Figure 3. Loss of the 80S mRNA-associated ribosomal population upon inactivation of RNA editing. (A) Native gel analysis of ribosomal complexes. Total cell lysates obtained from parental and RET2 knock-in cell lines were fractioned on glycerol gradients and each fraction was further separated on 3–12% Bis-Tris NuPAGE native gel and transferred onto nylon membrane. NativeMARK Unstained Protein Standards (Invitrogen) were separated alongside. Hybridizations were performed with the same probes as in Figure 2 to detect fully-edited RPS12 mRNA, 9S, and 12S rRNAs. (B) Sedimentation of rRNAs. RNA was extracted from indicated fractions, separated on 5% polyacrylamide/8M urea gel and simultaneously probed for 9S and 12S rRNAs.

Figure 4. Reduction of the 45S SSU-related complex (SSU*) and the 80S complex upon inactivation of RNA editing. (A) Ribosomal complexes in RET2 RNAi uninduced cells (tet[-]), as well as in cells upon induction of the RNAi at specified time points. Total cell lysates were fractionated in sucrose gradients; 9S and 12S rRNAs in gradient fractions were analyzed by slot-blot hybridization. (B) Ribosomal complexes in RET2-CODA WT and RET2-CODA D97A knock-in cells.

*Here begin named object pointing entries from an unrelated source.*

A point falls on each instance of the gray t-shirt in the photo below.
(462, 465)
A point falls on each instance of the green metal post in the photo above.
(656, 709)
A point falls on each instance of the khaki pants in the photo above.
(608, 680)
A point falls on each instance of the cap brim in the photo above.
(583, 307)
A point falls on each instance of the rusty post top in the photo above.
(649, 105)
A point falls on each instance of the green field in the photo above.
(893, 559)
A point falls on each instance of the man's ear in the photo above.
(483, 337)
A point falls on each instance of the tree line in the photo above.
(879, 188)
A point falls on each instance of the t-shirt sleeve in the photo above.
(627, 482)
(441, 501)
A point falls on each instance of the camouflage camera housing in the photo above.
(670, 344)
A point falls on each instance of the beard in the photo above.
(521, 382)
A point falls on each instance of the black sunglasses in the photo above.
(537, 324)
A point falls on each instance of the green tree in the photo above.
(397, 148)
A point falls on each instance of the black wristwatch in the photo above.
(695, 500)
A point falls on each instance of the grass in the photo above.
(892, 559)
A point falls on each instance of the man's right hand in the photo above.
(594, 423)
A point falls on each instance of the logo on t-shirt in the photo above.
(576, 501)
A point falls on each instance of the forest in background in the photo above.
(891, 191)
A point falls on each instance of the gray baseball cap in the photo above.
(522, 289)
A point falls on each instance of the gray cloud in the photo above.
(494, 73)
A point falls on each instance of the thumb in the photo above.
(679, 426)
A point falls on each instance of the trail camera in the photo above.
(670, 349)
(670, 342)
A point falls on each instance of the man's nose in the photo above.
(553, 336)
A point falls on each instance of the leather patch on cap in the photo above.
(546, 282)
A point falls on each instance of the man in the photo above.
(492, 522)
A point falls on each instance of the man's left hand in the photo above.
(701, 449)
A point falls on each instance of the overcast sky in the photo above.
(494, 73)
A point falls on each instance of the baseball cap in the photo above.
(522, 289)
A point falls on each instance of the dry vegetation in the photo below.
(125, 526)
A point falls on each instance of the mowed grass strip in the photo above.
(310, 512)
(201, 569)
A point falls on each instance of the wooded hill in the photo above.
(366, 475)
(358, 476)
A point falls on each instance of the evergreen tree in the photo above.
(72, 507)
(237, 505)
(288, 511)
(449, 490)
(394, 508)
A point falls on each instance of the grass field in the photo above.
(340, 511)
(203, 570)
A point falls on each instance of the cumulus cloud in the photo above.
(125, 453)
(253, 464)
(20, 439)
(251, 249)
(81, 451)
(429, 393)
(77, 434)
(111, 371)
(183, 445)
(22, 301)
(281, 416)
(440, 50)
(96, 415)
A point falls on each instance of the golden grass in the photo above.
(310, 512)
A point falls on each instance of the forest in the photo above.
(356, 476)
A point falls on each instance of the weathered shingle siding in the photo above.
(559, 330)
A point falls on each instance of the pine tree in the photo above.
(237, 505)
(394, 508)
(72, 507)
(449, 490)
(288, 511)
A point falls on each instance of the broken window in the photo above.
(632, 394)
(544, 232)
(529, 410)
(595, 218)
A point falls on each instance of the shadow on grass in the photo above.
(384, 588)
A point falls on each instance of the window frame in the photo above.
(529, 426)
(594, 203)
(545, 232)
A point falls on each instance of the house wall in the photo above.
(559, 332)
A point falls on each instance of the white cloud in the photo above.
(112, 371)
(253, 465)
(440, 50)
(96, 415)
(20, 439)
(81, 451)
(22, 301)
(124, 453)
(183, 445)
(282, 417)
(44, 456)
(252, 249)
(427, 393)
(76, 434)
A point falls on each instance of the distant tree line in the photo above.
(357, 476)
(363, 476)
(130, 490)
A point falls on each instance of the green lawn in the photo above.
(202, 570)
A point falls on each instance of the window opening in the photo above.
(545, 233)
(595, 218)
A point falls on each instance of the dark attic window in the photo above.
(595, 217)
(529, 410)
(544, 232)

Figure 5. Mitochondrial translation in parasites depleted of guide RNA binding complex (GRBC1/2), RNA editing core complex (MP18/24), RNA editing TUTase 2 (RET2), and knock-in cell lines expressing catalytically active (RET2-CODA WT) or inactive (RET2-CODA D97A) TUTases. RNAi and protein expression were induced for indicated periods of time and translation products were metabolically labeled with EasyTag mix (PerkinElmer Life Sciences) in isotonic buffer supplemented with 0.1 mg/ml of cycloheximide. Cells were collected by centrifugation, dissolved in SDS gel loading buffer, and fractionated by two-dimensional electrophoresis. Gels were stained with Coomassie brilliant blue R250 (inset panels) and exposed to X-ray film (large panels). Based on previous protein identifications, major spots represent COI and Cyb proteins encoded by unedited and edited mRNAs, respectively.

Figure 6. Comparative sedimentation analysis of RPS12, A6 and COI mRNAs between procyclic and bloodstream developmental forms of T. brucei. Total cell lysates were obtained from parental cell lines routinely used for RNAi studies in procyclic (29–13) and bloodstream (Lister 427 “single marker”) parasites were fractioned on glycerol gradients. RNA was extracted from indicated fractions and separated on 5% polyacrylamide/8M urea gel (for RPS12 and rRNA detection) or 1.7% agarose/formaldehyde (for A6 and COI mRNA detection).